4. Jak przygotowujesz się do środowiskowej sesji portretowej?
Jak większość fotografów mam za dużo aparatów i za dużo obiektywów. Jedną z pierwszych rzeczy, które robię przygotowując się do sesji, jest myślenie o sprzęcie, którego mógłbym chcieć użyć. Robię to otwierając dziennik i pisząc to, co wiem i co myślę o osobie, którą będę fotografować. Tworzę „obraz słowny” tej osoby. Często pomaga to określić, jaki sprzęt może pomóc uchwycić i przekazać, jak się czuję.

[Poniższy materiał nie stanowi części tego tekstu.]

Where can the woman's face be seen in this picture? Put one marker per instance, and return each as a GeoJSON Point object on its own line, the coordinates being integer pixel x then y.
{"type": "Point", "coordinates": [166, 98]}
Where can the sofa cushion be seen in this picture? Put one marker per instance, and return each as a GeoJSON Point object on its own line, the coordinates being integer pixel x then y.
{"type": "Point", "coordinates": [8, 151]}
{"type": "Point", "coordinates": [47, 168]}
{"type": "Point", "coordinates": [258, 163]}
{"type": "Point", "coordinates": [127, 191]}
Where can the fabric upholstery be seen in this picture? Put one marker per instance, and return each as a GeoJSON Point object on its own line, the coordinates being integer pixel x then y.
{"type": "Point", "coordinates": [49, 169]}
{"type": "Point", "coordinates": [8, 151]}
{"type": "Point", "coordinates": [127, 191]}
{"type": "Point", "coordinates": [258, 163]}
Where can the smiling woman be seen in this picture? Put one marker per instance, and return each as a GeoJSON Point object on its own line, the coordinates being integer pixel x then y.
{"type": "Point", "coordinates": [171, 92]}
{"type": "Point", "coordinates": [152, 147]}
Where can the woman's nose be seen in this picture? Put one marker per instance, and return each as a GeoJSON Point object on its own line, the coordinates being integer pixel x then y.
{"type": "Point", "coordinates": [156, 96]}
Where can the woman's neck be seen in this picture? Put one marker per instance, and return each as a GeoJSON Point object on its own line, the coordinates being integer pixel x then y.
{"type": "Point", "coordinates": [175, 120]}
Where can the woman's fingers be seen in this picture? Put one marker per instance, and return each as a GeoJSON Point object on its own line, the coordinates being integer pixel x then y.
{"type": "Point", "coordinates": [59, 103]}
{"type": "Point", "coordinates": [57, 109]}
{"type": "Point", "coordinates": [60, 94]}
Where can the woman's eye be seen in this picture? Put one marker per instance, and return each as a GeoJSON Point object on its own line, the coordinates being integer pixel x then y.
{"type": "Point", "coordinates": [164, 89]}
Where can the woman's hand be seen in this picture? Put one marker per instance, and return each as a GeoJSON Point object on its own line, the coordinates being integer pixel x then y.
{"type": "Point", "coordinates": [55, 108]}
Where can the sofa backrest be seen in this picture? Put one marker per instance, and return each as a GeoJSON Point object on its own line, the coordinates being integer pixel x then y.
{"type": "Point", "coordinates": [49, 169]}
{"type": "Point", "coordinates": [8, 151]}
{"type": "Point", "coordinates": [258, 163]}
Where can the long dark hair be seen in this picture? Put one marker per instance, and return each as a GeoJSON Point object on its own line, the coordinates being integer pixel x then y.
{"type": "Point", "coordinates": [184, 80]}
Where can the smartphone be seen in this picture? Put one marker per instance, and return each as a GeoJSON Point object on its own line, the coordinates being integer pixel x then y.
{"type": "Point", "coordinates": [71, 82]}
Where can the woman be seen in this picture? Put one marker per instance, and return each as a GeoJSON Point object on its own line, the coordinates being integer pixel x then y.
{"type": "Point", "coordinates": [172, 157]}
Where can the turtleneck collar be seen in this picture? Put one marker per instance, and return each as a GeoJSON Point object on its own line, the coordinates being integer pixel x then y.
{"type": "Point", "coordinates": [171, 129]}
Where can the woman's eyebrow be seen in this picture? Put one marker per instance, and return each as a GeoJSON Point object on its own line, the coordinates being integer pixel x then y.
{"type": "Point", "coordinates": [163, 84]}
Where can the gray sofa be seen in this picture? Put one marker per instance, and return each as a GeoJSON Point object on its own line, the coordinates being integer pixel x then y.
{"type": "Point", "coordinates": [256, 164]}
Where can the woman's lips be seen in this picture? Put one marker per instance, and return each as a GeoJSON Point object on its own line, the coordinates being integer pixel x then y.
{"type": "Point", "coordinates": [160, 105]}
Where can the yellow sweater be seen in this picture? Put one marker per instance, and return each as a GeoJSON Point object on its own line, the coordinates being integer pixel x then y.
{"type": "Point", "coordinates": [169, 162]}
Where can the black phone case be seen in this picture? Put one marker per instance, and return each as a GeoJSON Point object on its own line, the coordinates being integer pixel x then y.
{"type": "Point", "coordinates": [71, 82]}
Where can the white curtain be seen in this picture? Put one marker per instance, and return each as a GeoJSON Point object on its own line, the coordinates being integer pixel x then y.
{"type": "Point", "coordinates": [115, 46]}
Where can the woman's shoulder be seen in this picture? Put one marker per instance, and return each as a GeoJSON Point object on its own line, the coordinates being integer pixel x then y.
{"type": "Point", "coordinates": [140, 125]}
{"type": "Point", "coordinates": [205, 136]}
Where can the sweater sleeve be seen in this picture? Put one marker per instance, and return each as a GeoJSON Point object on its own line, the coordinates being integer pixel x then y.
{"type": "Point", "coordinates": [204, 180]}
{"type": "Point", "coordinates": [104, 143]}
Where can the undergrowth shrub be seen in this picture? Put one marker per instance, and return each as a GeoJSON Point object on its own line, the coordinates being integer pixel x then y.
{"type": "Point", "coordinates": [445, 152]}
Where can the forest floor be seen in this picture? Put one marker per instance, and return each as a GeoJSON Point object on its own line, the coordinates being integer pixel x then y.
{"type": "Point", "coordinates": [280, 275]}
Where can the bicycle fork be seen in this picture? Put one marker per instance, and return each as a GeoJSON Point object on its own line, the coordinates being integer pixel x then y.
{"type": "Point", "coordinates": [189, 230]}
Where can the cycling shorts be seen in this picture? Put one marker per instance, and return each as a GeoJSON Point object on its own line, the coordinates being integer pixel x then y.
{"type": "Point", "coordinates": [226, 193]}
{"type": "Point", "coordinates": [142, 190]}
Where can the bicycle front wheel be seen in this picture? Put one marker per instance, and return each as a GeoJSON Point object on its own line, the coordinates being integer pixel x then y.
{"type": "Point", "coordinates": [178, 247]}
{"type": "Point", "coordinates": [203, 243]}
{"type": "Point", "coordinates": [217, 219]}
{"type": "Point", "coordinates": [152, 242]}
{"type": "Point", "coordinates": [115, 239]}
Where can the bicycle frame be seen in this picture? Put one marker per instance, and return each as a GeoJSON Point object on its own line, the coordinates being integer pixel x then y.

5. Jakiego sprzętu i oprogramowania do edycji głównie używasz?
Sprzęt, którego używam najczęściej, to cyfrowa lustrzanka Canon oraz obiektyw 80 f/2 lub 50 f/1.2. Inne obiektywy, które bardzo mi się podobają, to 24-70 f/2.8 i 35 f/2. Lubię soczewki, które wymagają poruszania się i myślenia podczas komponowania oprawki. Jeśli chodzi o oprogramowanie, używam wyłącznie Lightrooma i Photoshopa. Uważam, że te dwa narzędzia razem pomagają mi zarządzać i wyjaśniać moją wizję i głos dla moich zdjęć.
6. Często kręcisz starymi kamerami filmowymi. Dlaczego?
W ciągu ostatnich kilku lat coraz więcej czasu spędzam ucząc, pisząc i opowiadając o obrazowaniu cyfrowym. W pewnym sensie stałem się cyfrowym ekspertem (a przynajmniej tak mnie nazywano). Chociaż naprawdę lubię pracować w kontekście cyfrowym, odkryłem, że w pewnym sensie fotografowanie cyfrowe jest jak chodzenie po ciasnej linie z siatką bezpieczeństwa pod spodem – tak naprawdę nie wymaga to dużego doświadczenia. Jednak kręcenie filmu jest jak przekraczanie ciasnej liny bez niczego, co mogłoby złapać upadek. W ten sposób film jest świetnym nauczycielem. Każde kliknięcie kosztuje znaczną ilość pieniędzy, więc chcesz, aby każde kliknięcie się liczyło. Dlatego, gdy staram się zostać lepszym fotografem i lepszym w obrazowaniu cyfrowym, uważam, że stare aparaty filmowe są świetnymi nauczycielami. Poza tym bardzo lubię niespodziankę, magię i uczucie fotografowania z filmem.
7. Gdybyś mógł wybrać kogoś, celebrytę lub inną osobę, do wykonania sesji portretowej, kto by to był i dlaczego?
Mam długą listę osób, które bardzo chciałbym sfotografować. Na szczycie tej listy znajduje się Bono – wokalista zespołu rockowego U2. Bono to fascynująca osoba o tak głębokim charakterze. Nie jest tylko gwiazdą rocka. Podoba mi się, jak Bono opisuje siebie w nieco niedawnym wywiadzie, „”Jestem gryzmolącym, palącym cygara, pijącym wino i czytającym Biblię człowiekiem zespołu. Popis [śmiech] … który uwielbia malować obrazy tego, czego nie widzę. Mąż, ojciec, przyjaciel biednych, a czasem bogatych. Działacz, podróżujący sprzedawca pomysłów. Szachista, gwiazda rocka na pół etatu, śpiewaczka operowa, w najgłośniejszym zespole folkowym na świecie.” Właśnie taką osobę chcę fotografować – kogoś, kto nie mieści się w typowym pudełku. Znani czy nie, myślę, że można się wiele nauczyć od takich ludzi.
8. Jaką wskazówkę nr 1 dałbyś fotografowi, który chce zacząć robić portrety środowiskowe?
Fotografuj ludzi, którzy Cię fascynują.